Just as we need to rethink how we approach posting, we also need to rethink how we approach privacy. Critiques of sharenting rely largely on the idea of privacy as having control over your information. This approach, while well-meaning, doesn’t align with the way the digital environment works.
An analog photo sits in one place and is only visible when someone displays it. A photo posted on social media sits on a corporate server and is available to others in ways we might not know or expect. For example, parents can’t control when other people post content about their children online.
Parents can’t control when other people take screenshots of content about their children. Parents can’t control how a social media algorithm circulates content about their children, or how a search engine indexes content about their children, or how a developer uses content about their children to train facial recognition systems or AI chatbots. Indeed, none of us, individually, can control these uses of our information.
The Need for Comprehensive Privacy Laws
It doesn’t have to be this way. To give an analog example, media scholar Lee Humphreys explains that the film company Kodak processed millions of photos for people, but it did not hold on to user information with the goal of profiting off of that data. Instead, it made its money selling film and development services.
Social media platforms, of course, follow a different business model. They frame what they do as passively collecting information that users consciously and voluntarily offer.
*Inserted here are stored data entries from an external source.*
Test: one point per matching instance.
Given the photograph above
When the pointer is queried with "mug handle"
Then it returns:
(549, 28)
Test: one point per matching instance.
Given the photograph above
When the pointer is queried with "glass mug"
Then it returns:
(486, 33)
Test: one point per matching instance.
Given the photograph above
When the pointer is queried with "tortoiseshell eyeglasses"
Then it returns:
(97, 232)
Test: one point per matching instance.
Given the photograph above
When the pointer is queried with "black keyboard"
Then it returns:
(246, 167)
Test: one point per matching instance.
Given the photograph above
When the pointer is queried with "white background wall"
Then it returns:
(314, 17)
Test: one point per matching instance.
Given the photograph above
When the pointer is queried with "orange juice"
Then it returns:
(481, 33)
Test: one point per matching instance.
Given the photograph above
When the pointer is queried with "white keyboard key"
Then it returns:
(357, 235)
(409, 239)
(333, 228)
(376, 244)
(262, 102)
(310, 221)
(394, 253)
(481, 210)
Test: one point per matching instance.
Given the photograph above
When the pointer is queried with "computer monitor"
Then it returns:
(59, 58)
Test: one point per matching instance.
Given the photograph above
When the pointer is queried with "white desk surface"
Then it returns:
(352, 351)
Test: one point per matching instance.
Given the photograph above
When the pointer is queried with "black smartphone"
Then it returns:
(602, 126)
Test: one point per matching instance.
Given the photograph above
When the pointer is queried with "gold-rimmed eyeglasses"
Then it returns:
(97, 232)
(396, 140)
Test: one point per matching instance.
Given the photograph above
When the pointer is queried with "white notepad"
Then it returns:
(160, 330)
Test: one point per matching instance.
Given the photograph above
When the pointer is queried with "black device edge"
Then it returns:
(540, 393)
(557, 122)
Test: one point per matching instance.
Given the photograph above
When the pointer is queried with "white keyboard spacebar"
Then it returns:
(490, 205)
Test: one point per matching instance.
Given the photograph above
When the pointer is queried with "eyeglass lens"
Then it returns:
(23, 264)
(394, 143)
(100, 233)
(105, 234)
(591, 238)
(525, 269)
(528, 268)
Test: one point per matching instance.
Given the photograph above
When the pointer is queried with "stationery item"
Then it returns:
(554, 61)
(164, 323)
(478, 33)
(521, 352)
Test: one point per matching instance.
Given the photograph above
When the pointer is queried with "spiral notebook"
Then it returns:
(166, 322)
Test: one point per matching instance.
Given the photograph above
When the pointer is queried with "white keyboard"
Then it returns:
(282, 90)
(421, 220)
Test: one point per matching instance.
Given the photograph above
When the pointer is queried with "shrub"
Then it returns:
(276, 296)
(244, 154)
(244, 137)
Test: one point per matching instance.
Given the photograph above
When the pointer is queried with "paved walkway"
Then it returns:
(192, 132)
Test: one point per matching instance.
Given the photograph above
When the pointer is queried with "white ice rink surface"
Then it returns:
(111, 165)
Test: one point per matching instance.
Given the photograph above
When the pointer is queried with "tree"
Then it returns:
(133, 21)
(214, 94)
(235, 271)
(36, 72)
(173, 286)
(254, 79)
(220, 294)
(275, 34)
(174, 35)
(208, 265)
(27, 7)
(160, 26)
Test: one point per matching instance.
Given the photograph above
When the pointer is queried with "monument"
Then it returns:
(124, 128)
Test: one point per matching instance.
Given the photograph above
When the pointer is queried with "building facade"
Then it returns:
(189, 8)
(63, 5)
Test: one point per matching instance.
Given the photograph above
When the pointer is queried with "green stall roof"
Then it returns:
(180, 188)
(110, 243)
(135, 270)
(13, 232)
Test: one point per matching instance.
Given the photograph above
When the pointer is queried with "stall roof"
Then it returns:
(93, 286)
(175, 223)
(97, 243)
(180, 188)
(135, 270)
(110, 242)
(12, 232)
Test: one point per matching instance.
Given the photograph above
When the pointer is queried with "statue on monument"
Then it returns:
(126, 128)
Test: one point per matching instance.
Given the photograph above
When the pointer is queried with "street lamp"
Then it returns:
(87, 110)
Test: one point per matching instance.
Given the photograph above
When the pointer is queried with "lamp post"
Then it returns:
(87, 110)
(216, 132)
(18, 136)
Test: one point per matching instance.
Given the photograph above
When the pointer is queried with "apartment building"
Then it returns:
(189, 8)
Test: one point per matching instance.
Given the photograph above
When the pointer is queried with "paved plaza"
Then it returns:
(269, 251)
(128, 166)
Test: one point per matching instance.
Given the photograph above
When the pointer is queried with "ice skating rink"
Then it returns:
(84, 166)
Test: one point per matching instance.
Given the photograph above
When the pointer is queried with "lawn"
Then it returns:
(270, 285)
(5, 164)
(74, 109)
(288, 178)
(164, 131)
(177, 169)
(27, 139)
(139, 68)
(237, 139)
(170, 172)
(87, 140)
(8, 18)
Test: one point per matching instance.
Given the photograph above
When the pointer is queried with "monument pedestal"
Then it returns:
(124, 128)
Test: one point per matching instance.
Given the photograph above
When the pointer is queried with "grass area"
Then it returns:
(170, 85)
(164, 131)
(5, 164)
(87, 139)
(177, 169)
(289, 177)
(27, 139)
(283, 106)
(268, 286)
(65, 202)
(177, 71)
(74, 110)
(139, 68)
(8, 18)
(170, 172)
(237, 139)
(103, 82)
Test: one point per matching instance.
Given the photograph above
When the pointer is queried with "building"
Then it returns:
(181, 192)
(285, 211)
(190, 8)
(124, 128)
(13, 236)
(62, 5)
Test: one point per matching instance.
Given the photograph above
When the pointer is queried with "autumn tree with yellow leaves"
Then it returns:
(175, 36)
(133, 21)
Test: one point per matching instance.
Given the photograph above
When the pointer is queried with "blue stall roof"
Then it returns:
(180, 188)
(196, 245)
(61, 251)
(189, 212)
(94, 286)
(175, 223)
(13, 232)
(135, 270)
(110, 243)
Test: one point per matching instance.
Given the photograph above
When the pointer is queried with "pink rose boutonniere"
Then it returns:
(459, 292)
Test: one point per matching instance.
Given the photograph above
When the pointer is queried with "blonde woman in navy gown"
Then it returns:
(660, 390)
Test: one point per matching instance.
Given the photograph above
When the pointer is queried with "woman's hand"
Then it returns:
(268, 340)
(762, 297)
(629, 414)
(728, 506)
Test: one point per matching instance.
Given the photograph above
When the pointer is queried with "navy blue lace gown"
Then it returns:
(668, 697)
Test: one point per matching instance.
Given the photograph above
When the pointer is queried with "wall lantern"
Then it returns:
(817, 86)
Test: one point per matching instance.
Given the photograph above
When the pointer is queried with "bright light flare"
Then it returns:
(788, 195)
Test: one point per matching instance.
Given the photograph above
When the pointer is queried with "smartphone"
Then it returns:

In reality, these companies have actively designed their systems to extract as much of our data as possible, and they have crafted terms of service and privacy policies that give them wide latitude to use this data in almost any way they want.
This is putting all of us, including children, at risk. Comprehensive privacy laws that prohibit behavioral advertising and limit data collection would be a first step towards creating a digital ecosystem that doesn’t force people to choose between social connection and data protection. I’m at a stage in life now when most of my friends have kids.
Conclusion: The Ongoing Privacy Challenge
And since I don’t see these friends as often, social media is my window into sharing their joy at watching their kids grow up. At the same time, I’ve been studying digital privacy for more than a decade now. And with the rise of technologies like facial recognition and generative AI, sometimes it feels like the privacy issues are only getting worse.
But then I remind myself, privacy is not a static value. It’s a dynamic practice, something we’re constantly navigating as technology and society evolve. When it comes to protecting our children’s privacy, many parents are doing the best they can, but they can’t do it alone.
In our fight for privacy, we need to focus less on the actions of individual parents and more on the political and economic forces that drive social media platforms to extract our data for profit. Parenting is hard enough. We shouldn’t make it harder by holding parents responsible for the problems of social media platforms. Thank you.